The global auto industry is ruthlessly evaluating weak markets and killing off unpopular products while Tesla is expanding in China.
Tesla doesn’t have much of a choice — if it doesn’t take the risk now, it won’t be able to dive in amid a global auto sales downturn.
The contrast highlight the biggest difference between Tesla’s immature business and car companies that are over a hundred years old.

The contrast was telling: The same week that Tesla CEO Elon Musk attended a groundbreaking ceremony for a new Gigafactory in Shanghai, China, Ford announced that it would substantially restructure its European operations and, ominously, review its situation in Russia, implying that it might follow General Motors in exiting that market.

There was also continuing chatter around a possible Ford-VW alliance — although some of the prospective bloom of such a partnership was diminished by the ongoing incarceration in Japan of former Nissan Chairman Carlos Ghosn, disgraced architect of the Renault-Nissan-Mitsubishi alliance.

The global auto industry is preparing to play defense. In the US, sales topped 17 million new vehicles in 2018 for an unprecedented fourth straight year, and although there are no major signs of a big downturn in 2019, carmakers are getting ready.

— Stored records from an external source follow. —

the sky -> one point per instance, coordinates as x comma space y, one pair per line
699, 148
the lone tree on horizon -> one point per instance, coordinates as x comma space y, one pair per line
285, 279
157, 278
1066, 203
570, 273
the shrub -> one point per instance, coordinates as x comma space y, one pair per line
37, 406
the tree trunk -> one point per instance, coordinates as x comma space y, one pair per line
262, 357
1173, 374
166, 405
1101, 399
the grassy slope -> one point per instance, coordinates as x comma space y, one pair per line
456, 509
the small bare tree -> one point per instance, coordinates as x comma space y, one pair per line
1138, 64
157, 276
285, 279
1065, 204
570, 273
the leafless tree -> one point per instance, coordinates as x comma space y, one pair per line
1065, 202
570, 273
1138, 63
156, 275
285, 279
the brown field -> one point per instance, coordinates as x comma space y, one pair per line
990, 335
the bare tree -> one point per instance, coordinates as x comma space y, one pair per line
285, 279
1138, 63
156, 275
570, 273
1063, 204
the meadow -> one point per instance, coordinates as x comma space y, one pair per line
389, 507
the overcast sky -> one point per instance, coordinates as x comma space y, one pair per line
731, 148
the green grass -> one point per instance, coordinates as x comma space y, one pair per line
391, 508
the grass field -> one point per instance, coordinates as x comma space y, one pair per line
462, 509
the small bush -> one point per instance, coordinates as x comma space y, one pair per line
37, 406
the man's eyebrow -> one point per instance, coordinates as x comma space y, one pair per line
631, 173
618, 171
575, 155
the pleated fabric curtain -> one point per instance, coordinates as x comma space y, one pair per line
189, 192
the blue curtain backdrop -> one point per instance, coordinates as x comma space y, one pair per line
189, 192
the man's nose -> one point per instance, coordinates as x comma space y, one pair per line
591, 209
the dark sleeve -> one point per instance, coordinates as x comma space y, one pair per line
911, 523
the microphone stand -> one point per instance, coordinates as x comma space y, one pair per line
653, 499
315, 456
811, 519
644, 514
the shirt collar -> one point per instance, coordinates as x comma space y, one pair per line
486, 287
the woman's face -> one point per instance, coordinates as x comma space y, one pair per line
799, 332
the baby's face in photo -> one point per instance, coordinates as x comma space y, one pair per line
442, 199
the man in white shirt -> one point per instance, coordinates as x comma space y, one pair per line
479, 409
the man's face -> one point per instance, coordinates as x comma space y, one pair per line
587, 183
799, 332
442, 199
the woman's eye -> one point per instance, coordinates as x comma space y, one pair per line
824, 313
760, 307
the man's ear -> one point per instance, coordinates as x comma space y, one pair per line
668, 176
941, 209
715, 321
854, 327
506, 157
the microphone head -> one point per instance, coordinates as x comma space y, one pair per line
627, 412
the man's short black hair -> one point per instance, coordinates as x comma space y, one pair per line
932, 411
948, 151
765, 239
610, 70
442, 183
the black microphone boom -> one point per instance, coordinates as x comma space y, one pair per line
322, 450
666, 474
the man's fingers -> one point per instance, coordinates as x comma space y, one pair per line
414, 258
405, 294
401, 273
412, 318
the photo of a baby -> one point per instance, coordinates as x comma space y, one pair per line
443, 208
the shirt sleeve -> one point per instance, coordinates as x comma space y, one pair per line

The lessons of the financial crisis, when a bloated GM and a crippled Chrysler both went bankrupt, have been learned.

Read more: Tesla’s $2,000 price cut doesn’t mean it has a demand problem

Before 2009, big car companies would count on brief recessions and robust recoveries, reliably stalling on difficult strategic decisions. But no more. GM has left Russia and Europe, ended production in Australia, and streamlined in South Korea, and it’s now winding down underperforming passenger cars in the US and preparing to idle factories. Fiat Chrysler Automobiles got out of passenger cars to focus on SUVs and pickup two years ago. And Ford ousted CEO Mark Fields in 2017, bringing on Jim Hackett, who has concentrated on improving what he calls Ford’s business “fitness.”

Make the tough calls when times are good

The arguments in favor of these moves aren’t complicated: when times are good and profits are rolling in, as they have been for years, make the tough calls. Then batten down the hatches when the bad weather sets in, as it always does in the highly cyclical car business.

Automakers might be overreacting, but they are gazing out at alarming developments. The biggest of these is an economic slowdown in China, where GM, for example, is now selling more cars than in the US. The China market has grown so rapidly that it’s now the world’s largest — but it hasn’t really endured a major decline of the sort that car companies in the US and Europe have negotiated many times over a hundred-plus years.

So Ford, GM, Fiat-Chrysler, the Japanese, and the Germans, and the South Koreans are all wisely de-risking.